Ford Motor Co. unveiled its most luxurious pickup truck Friday in a dirt-covered arena constructed inside Ford Field that will play host Saturday night to the Professional Bull Riders “Last Cowboy Standing” competition.
“This is one of Ford’s most important vehicles,” Ken Czubay, vice president of Ford truck sales and marketing, announced after stepping on stage in blue jeans, black shirt and cowboy boots.
Ford, which has been the title sponsor of the PBR tour for 10 years and claims to be the builder of America’s most popular work trucks, is building on the success of its Platinum F-150 series by adding F-250-, F-350 and F-450 versions to the line. The move expands Ford’s reach into the luxury truck segment, a lucrative market that can boost profit margins on the company’s already most profitable vehicle.
The 2013 F-Series Super Duty features a chrome-detailed exterior and seats upholstered in high quality leather as soft and supple as a glove. The 8-inch, dash-mounted voice-controlled touch-screen system, SYNC with MyFord Touch for coordinated operation of cell phones, music, navigation and interior environmental control, is so sensitive it can be run by occupants wearing work gloves. The audio and environmental control buttons also are oversized for glove wearing operation.

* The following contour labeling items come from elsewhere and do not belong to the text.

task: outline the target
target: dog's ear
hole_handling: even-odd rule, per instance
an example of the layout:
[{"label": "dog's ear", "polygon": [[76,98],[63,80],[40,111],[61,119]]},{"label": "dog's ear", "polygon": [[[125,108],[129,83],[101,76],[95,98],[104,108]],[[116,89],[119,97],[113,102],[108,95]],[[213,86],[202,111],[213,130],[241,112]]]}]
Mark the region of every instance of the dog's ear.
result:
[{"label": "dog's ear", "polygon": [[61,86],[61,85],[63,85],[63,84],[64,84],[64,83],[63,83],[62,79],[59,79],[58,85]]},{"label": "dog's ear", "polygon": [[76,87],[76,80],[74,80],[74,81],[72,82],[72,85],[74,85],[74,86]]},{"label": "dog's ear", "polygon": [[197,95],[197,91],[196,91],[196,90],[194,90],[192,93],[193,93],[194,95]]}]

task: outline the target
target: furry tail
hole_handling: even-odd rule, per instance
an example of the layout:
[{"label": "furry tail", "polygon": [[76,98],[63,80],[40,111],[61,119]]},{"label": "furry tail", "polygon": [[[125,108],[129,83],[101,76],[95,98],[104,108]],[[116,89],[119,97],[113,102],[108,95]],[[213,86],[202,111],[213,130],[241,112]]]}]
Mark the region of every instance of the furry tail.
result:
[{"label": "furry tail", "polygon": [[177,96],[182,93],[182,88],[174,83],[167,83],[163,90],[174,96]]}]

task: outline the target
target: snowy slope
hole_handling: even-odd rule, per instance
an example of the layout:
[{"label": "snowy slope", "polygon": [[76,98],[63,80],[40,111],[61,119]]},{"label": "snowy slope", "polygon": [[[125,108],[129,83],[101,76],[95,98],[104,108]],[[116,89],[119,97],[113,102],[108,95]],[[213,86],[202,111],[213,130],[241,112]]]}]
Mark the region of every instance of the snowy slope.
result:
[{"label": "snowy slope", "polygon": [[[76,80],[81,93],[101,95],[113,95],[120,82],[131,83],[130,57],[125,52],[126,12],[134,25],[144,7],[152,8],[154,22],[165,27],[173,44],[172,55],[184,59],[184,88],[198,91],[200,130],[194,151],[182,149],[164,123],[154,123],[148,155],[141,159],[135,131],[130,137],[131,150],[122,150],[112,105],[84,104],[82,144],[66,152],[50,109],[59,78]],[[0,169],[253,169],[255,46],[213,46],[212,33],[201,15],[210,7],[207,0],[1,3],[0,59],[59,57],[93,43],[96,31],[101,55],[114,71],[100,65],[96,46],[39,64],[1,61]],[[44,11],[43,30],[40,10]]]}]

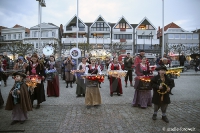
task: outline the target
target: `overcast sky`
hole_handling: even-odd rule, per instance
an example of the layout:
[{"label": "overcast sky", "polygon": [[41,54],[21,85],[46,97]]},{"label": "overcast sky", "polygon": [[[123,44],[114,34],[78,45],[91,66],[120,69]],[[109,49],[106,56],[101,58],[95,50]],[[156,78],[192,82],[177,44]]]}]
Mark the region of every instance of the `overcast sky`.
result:
[{"label": "overcast sky", "polygon": [[[42,22],[65,25],[75,14],[77,0],[45,0]],[[191,31],[200,29],[200,0],[164,0],[164,25],[171,22]],[[79,0],[79,18],[94,22],[101,15],[107,22],[116,23],[124,16],[138,24],[145,16],[158,28],[162,27],[162,0]],[[30,28],[38,24],[36,0],[0,0],[0,26],[15,24]]]}]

“We’re meeting customer demand for an even more luxurious pickup truck than they can buy today,” said Ford spokesman Mike Levine.
The automaker hasn’t revealed a price, but Levine said it will cost more than the current top-of-the-line model — a diesel-only F-450 King Ranch at $68,000.
The new truck comes with optional 6.7 liter diesel or gasoline engines. It has temperature-controlled seating, a heated leather-wrapped steering wheel and a satin chrome and mesh grille. Ford first released a Platinum truck model in 2009 with its F-150 light-duty series, Detroit News reported.
The market for luxury trucks has not yet been exhausted, said Aaron Bragman, a senior analyst at IHS Automotive.
“Nobody really knows where the upper end is for luxury pickup trucks,” Bragman said. “People will spend astonishing amounts for completely lavishly outfitted trucks.”
“It’s the ultimate status symbol” even though gas prices are on the rise, Bragman said. “The idea is, if you can buy the car, you can afford the gas.”
Double-digit profit margins on pickup trucks make the segment especially inviting to automakers in the U.S., where there is a market for larger vehicles. Ford’s new F-Series will compete with General Motors Corp.’s Sierra Denali and the Ram Laramie Longhorn model from Chrysler Group LLC.